Saturday, July 14, 2007

Trade is Beneficial, Imaginary Lines are Meaningless

This NY Times article suggests that the vast majority of economists advocate free trade, but recently economists like Dani Rodrik at Harvard have questioned the belief that "more markets and free trade are always good and government regulation is always bad." Rodrik has written extensively on the downside of globalization, which would imply that "wealth-creating" trade protectionism is sometimes preferable to "wealth-destroying" free trade.

Professor Don Boudreaux (chair of George Mason's Economics Dept.) responds:

"If it's true that theory and evidence in favor of protectionism are sufficiently strong to warrant economists abandoning their conclusion that free-trade policy is generally sound, then why shouldn't economists -- led by Dani Rodrik -- also start exploring the potential benefits of intra-national protectionism? Surely a scholar not benighted with the free-trade "faith" ought to take seriously the possibility that, say, Tennesseeans could be made wealthier if their government in Nashville restricts their ability to trade with people in Kentucky, Texas, and other states?

Indeed, such an objective scholar should be open also to the possibility that residents of Nashville can be made wealthier if their leaders restrict their ability to trade with people in Knoxville, Memphis, Chattanooga, and other locales in that state.

I suspect that if someone proposed to Dani Rodrik that he explore the wealth-creating potential of state-level protectionism, he would refuse. He would likely (and correctly) say that it's ridiculous on its face to suppose that such protectionism would make the people of Tennessee as a group wealthier over time. If my suspicion is correct, then to what would Rodrik himself attribute his out-of-hand dismissal of the notion that Tennessee tariffs might well make Tennesseeans richer? Would he realize to his chagrin that he is a benighted, faith-based non-scholar?
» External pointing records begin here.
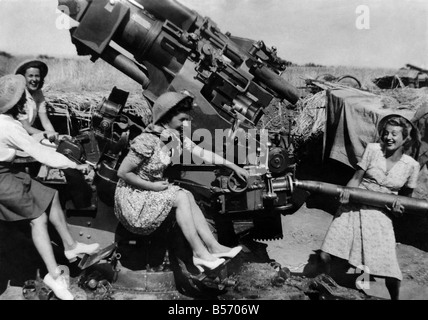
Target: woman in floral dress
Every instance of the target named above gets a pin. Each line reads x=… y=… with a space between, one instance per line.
x=144 y=198
x=362 y=234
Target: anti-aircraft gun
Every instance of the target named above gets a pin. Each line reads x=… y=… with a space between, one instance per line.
x=232 y=80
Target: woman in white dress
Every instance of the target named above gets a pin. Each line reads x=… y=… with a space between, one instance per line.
x=364 y=235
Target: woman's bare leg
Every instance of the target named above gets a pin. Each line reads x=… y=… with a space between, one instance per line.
x=57 y=218
x=326 y=262
x=393 y=286
x=204 y=230
x=42 y=242
x=185 y=220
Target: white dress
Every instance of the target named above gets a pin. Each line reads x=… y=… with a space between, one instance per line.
x=364 y=235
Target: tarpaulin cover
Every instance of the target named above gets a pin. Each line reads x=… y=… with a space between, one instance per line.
x=351 y=123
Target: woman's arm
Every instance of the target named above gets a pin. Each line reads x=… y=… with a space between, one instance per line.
x=356 y=179
x=27 y=126
x=213 y=158
x=46 y=123
x=354 y=182
x=126 y=173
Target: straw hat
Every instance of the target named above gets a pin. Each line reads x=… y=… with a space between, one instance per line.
x=22 y=68
x=12 y=88
x=165 y=103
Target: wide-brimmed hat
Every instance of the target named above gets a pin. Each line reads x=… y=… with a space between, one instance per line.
x=165 y=103
x=22 y=68
x=12 y=88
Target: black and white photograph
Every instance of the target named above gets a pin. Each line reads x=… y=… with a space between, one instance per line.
x=214 y=154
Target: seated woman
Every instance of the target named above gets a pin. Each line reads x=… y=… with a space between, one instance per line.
x=144 y=199
x=35 y=72
x=364 y=235
x=22 y=198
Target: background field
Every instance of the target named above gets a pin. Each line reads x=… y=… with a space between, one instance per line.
x=80 y=74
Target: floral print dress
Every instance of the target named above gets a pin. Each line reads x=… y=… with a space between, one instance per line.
x=364 y=235
x=143 y=211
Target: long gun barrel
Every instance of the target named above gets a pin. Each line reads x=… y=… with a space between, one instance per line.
x=377 y=199
x=416 y=68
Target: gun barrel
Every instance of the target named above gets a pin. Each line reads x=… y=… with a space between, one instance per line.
x=377 y=199
x=411 y=66
x=278 y=84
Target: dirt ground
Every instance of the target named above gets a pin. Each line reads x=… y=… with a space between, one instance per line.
x=263 y=278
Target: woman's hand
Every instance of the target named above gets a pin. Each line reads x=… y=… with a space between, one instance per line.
x=160 y=185
x=52 y=136
x=344 y=196
x=397 y=209
x=84 y=168
x=241 y=173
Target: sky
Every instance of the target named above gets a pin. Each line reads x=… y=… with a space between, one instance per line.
x=360 y=33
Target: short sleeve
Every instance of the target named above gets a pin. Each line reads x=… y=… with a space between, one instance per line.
x=412 y=182
x=367 y=156
x=142 y=147
x=39 y=98
x=188 y=144
x=23 y=116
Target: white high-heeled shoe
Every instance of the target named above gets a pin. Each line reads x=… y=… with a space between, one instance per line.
x=230 y=254
x=59 y=287
x=80 y=250
x=205 y=264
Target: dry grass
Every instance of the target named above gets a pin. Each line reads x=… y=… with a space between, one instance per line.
x=79 y=74
x=81 y=84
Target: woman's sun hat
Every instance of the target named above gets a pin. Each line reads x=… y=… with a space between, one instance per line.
x=12 y=87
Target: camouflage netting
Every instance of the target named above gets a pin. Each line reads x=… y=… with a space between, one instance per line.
x=310 y=118
x=83 y=105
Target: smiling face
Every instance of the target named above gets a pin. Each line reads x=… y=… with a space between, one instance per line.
x=178 y=120
x=393 y=138
x=33 y=78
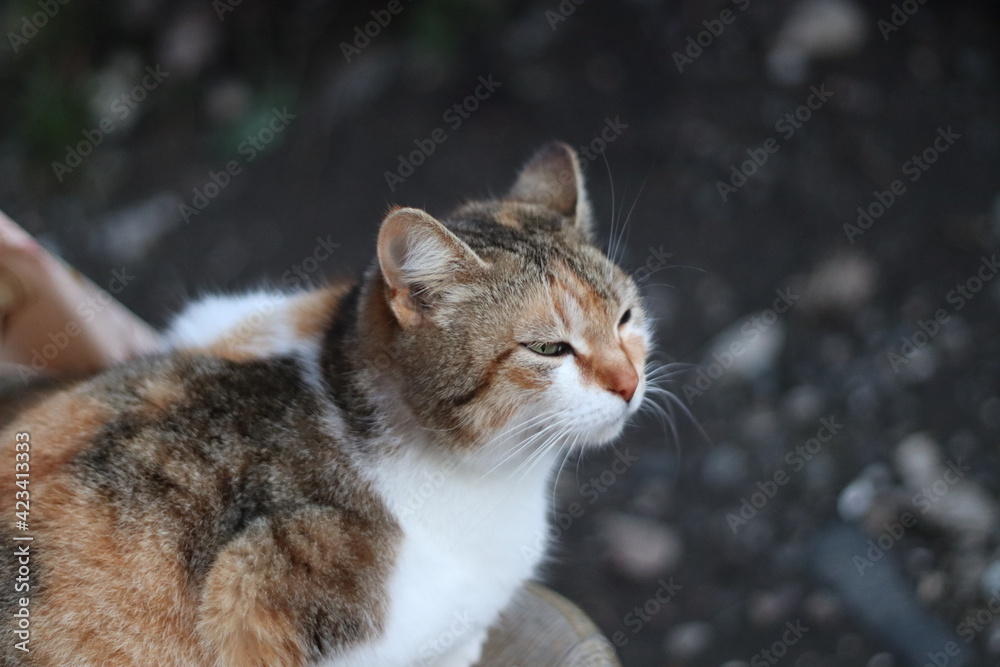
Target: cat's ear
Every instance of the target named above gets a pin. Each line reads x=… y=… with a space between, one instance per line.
x=553 y=179
x=420 y=259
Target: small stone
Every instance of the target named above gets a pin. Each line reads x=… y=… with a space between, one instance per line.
x=815 y=29
x=856 y=499
x=688 y=640
x=767 y=608
x=128 y=234
x=841 y=285
x=883 y=659
x=918 y=460
x=990 y=579
x=823 y=607
x=751 y=355
x=725 y=466
x=931 y=587
x=803 y=404
x=640 y=548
Or would he instead understand that the case for an extensive, market-driven division of labor is so strong -- and that the political border that separates Tennessee from other states is so economically meaningless -- that it would be as pointless for a serious economist to explore the economic potential of Tennessee protectionism as it would be for a serious oncologist to try to cure a patient of cancer by bleeding that patient with leeches."

MP: National boundaries, like state borders, are just imaginary lines on a map, and "economically meaningless." As Don also points out, if we accept that trade between two individuals or firms on the same side of an imaginary line benefit from trade (Michiganders buying Florida oranges), then two individuals on different sides of an imaginary line should also benefit from trade (Michiganders buying Canadian lumber or taking a European vacation). Likewise, if trade protection at the national level can make people better off (tariffs on Canadian lumber), then tariffs at the state level should also make people better off (Michigan tariffs on Florida oranges).

Economists' support of "free trade" is really a support of voluntary win-win "trade" in general, regardless of whether the buyer and seller are on the same side, or different sides, of imaginary lines we call national, state, county and city borders.